Aujourd’hui, son idée est un pas de plus vers la réalité, avec sa société prête à signer un accord de 19,9 mégawatts (MW) - suffisamment d’énergie pour alimenter environ 4 000 foyers - avec une grande entreprise d’énergie renouvelable dans l’ouest du Texas. Et il n’a pas l’intention de s’arrêter là. « Nous parlons de sociétés gigantesques », a déclaré Marr à CoinDesk lors d’une série d’entretiens. « Nous avons maintenant des troisièmes, quatrièmes, cinquièmes réunions avec eux. »
Le pitch ? Aider l’entreprise à transformer autrement des électrons gaspillés en une monnaie numérique précieuse. L’espoir ? Que chaque producteur d’énergie indépendant adopte éventuellement un modèle économique similaire. Ce n’est pas une tâche facile. Les grandes compagnies énergétiques sont extrêmement conservatrices par nature et lentes à adopter de nouvelles technologies.
“Bitcoin is still this exotic thing they don’t understand. ‘And what if it goes to zero?’ But that’s changing with the ETF,” Marr said, referencing the spot bitcoin plateforme d’échange-traded funds that launched in the U.S. in January with support from major Wall Street firms. “Now they see that BlackRock is involved, and it changes their perception.”

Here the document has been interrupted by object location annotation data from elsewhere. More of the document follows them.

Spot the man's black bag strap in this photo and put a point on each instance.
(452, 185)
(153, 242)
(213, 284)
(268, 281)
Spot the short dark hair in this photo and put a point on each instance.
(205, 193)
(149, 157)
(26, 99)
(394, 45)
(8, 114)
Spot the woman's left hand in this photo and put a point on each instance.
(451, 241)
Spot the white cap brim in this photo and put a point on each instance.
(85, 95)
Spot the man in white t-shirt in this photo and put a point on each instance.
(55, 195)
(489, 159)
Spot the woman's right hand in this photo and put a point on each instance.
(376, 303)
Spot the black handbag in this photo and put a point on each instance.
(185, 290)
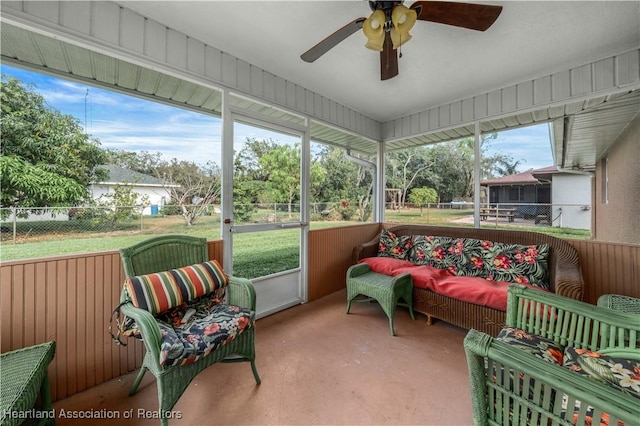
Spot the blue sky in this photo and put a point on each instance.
(128, 123)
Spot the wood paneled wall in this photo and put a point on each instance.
(609, 268)
(330, 256)
(69, 299)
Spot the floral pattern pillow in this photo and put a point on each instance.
(214, 324)
(468, 256)
(517, 263)
(537, 346)
(621, 373)
(392, 245)
(431, 250)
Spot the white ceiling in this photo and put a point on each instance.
(439, 65)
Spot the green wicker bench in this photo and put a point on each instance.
(386, 290)
(511, 386)
(24, 381)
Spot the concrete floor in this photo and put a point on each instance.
(318, 366)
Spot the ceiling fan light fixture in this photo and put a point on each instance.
(403, 19)
(373, 29)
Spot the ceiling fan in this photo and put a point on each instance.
(387, 28)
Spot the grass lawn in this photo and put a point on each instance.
(52, 238)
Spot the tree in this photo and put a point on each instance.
(422, 197)
(281, 165)
(122, 203)
(192, 187)
(344, 180)
(405, 167)
(46, 158)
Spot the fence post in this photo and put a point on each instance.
(15, 224)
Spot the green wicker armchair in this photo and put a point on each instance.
(591, 380)
(168, 253)
(25, 396)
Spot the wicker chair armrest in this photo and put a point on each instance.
(148, 326)
(369, 249)
(241, 293)
(603, 397)
(569, 281)
(357, 270)
(401, 279)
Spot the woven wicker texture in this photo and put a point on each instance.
(387, 291)
(24, 378)
(565, 276)
(170, 252)
(617, 302)
(511, 387)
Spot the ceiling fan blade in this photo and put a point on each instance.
(466, 15)
(330, 42)
(388, 59)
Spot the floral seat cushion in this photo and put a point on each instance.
(214, 324)
(392, 245)
(619, 372)
(537, 346)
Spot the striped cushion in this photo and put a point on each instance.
(161, 291)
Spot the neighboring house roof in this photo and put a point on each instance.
(524, 178)
(120, 175)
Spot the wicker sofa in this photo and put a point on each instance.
(558, 361)
(564, 274)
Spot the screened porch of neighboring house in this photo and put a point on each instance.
(318, 365)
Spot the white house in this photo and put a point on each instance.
(564, 196)
(142, 185)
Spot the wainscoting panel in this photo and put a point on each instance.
(69, 299)
(609, 268)
(330, 256)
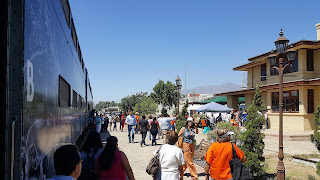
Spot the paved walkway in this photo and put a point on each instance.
(139, 156)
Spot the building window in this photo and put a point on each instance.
(290, 101)
(292, 68)
(310, 101)
(263, 72)
(64, 93)
(310, 66)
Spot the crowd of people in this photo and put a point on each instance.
(93, 161)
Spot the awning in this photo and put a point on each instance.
(213, 107)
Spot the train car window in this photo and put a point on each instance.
(66, 9)
(74, 99)
(64, 93)
(74, 35)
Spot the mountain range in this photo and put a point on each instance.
(213, 89)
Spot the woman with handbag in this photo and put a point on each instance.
(188, 147)
(113, 164)
(89, 153)
(219, 154)
(171, 159)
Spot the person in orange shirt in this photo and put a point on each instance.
(219, 154)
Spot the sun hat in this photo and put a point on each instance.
(227, 134)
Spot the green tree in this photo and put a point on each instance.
(252, 138)
(127, 103)
(315, 137)
(147, 106)
(105, 104)
(164, 94)
(181, 121)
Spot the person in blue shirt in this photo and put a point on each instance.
(67, 163)
(131, 122)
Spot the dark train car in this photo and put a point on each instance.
(45, 90)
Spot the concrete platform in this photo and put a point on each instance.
(289, 135)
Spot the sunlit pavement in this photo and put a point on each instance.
(139, 157)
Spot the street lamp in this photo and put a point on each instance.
(281, 45)
(178, 87)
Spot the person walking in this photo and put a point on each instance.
(112, 163)
(203, 123)
(110, 121)
(244, 117)
(115, 119)
(149, 121)
(137, 121)
(89, 152)
(67, 163)
(171, 159)
(154, 130)
(188, 147)
(102, 123)
(144, 128)
(131, 122)
(219, 118)
(106, 123)
(165, 125)
(123, 121)
(219, 154)
(266, 119)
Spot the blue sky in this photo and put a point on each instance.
(128, 45)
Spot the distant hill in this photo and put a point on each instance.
(214, 89)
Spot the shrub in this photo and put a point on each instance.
(252, 138)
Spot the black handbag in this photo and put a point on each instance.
(154, 164)
(86, 172)
(238, 170)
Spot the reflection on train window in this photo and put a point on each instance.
(80, 102)
(74, 99)
(64, 93)
(74, 35)
(66, 9)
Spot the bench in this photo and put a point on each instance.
(200, 151)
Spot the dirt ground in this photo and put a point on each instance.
(139, 156)
(294, 170)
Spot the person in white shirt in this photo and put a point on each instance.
(171, 159)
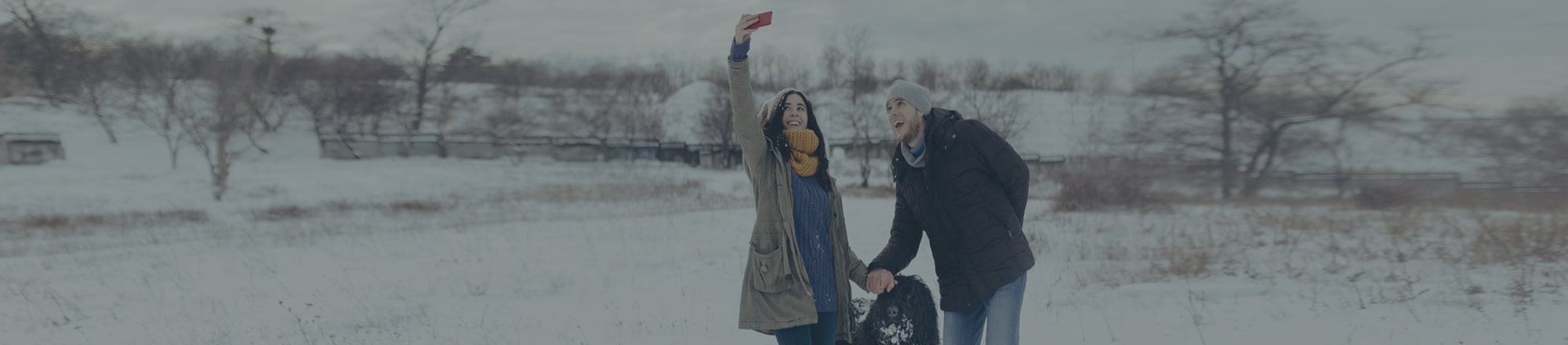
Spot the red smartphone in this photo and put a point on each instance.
(763, 21)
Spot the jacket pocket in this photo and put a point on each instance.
(772, 272)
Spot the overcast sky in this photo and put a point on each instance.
(1501, 49)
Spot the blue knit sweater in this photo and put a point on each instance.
(813, 216)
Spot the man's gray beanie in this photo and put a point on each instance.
(912, 93)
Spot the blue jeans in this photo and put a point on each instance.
(1001, 313)
(819, 333)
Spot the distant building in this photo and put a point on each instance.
(31, 148)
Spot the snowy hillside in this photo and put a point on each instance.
(479, 252)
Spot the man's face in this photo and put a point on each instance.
(906, 122)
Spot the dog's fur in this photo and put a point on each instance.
(906, 316)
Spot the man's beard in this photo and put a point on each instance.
(915, 131)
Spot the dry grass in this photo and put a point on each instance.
(1385, 197)
(281, 214)
(401, 208)
(341, 208)
(884, 192)
(74, 225)
(1519, 241)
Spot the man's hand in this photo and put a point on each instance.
(880, 281)
(741, 29)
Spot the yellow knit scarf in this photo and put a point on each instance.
(804, 148)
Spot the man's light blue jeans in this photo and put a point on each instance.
(1001, 313)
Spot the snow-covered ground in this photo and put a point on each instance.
(650, 253)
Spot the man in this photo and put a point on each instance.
(965, 187)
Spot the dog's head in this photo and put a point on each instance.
(907, 314)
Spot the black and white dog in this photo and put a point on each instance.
(906, 316)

Non seulement l’extraction de bitcoin pourrait bouleverser le fonctionnement de l’industrie de l’énergie, mais l’adoption de la technologie à grande échelle pourrait éventuellement créer une nouvelle manière de suivre les prix de l’énergie, selon Marr. « Tout comme Brent fournit un indice mondial pour le prix du pétrole brut, je pense que l’extraction de bitcoin finira par créer un indice mondial pour le prix de l’électricité », a déclaré Marr, qui a une formation en droit et a aidé New York à augmenter sa production d’énergie renouvelable.

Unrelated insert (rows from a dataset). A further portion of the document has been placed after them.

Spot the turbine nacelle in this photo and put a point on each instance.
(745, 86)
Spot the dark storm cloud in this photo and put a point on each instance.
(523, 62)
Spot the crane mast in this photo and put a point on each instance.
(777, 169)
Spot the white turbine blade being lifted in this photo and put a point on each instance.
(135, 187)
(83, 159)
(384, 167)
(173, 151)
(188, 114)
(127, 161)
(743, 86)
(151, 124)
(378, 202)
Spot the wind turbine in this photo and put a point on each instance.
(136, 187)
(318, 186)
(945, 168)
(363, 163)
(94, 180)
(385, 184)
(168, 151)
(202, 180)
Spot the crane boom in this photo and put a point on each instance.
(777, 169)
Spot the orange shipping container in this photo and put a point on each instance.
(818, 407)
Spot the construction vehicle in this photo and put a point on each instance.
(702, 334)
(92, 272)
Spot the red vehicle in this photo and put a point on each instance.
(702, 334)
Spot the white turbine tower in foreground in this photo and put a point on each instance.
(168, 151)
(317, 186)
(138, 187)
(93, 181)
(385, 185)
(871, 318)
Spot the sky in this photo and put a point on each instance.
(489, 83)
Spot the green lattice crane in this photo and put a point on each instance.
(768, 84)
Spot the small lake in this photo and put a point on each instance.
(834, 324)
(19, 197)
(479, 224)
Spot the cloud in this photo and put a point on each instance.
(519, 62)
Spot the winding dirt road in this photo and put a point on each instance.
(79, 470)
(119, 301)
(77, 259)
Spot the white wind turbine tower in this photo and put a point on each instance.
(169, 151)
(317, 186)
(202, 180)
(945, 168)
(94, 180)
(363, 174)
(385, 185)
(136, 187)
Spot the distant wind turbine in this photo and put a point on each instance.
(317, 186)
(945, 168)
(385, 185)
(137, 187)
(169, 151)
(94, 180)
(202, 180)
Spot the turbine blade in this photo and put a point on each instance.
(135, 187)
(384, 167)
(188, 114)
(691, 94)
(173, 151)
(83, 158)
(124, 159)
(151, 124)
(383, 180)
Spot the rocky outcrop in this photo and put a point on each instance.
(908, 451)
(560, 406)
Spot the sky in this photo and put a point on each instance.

Pour susciter l’intérêt, Sangha s’est éloigné - du moins pour l’instant - de la tentative de convaincre les producteurs d’énergie de faire fonctionner eux-mêmes des mines de bitcoins. Au lieu de cela, les négociations portent désormais sur l’octroi à Sangha de droits exclusifs pour servir d’intermédiaire; Sangha développera le site et revendra de l’électricité à un mineur, sans que l’entreprise d’énergie ait besoin de débourser de l’argent.
«Dans de nombreuses conversations, ils diront : ‘Attendez, quel est le piège ?’», a déclaré Marr. “Nous leur disons qu’il n’y a pas de piège. C’est réel.”
Une des contraintes auxquelles les grandes entreprises d’énergies renouvelables sont souvent confrontées est l’énergie piégée - elles produisent de l’électricité que personne ne peut consommer.
Une ferme éolienne, par exemple, peut générer beaucoup d’électricité pendant une nuit venteuse - juste lorsque tout le monde dort et que la consommation est la plus faible. Contrairement à d’autres produits de base, l’électricité est instantanée ; pour la plupart, elle doit encore être consommée sur le moment, car même si le coût de stockage de cette énergie dans des batteries a diminué, il est encore trop cher pour être utilisé à grande échelle par l’industrie. Dans de nombreux cas, les entreprises renouvelables sont obligées de payer le marché pour prendre leur énergie, ce qui signifie que l’excès d’électricité se révèle être un bilan négatif pour ces entreprises.
Transmettre l’électricité d’un endroit à un autre est également délicat. Non seulement l’énergie est perdue dans le processus, mais la plupart du réseau électrique américain a plus de 50 ans et sa modernisation est une tâche coûteuse qui implique de nombreux acteurs aux intérêts concurrents.
« Le réseau a été conçu pour une génération d’énergie stable à proximité de l’endroit où elle serait consommée », a déclaré Mike Cohen, PDG de Pow.re, une société minière de bitcoins qui investit dans les infrastructures de réseaux d’énergie renouvelable, à CoinDesk. « L’éolien et le solaire dépendent géographiquement des zones où les conditions de production sont bonnes. »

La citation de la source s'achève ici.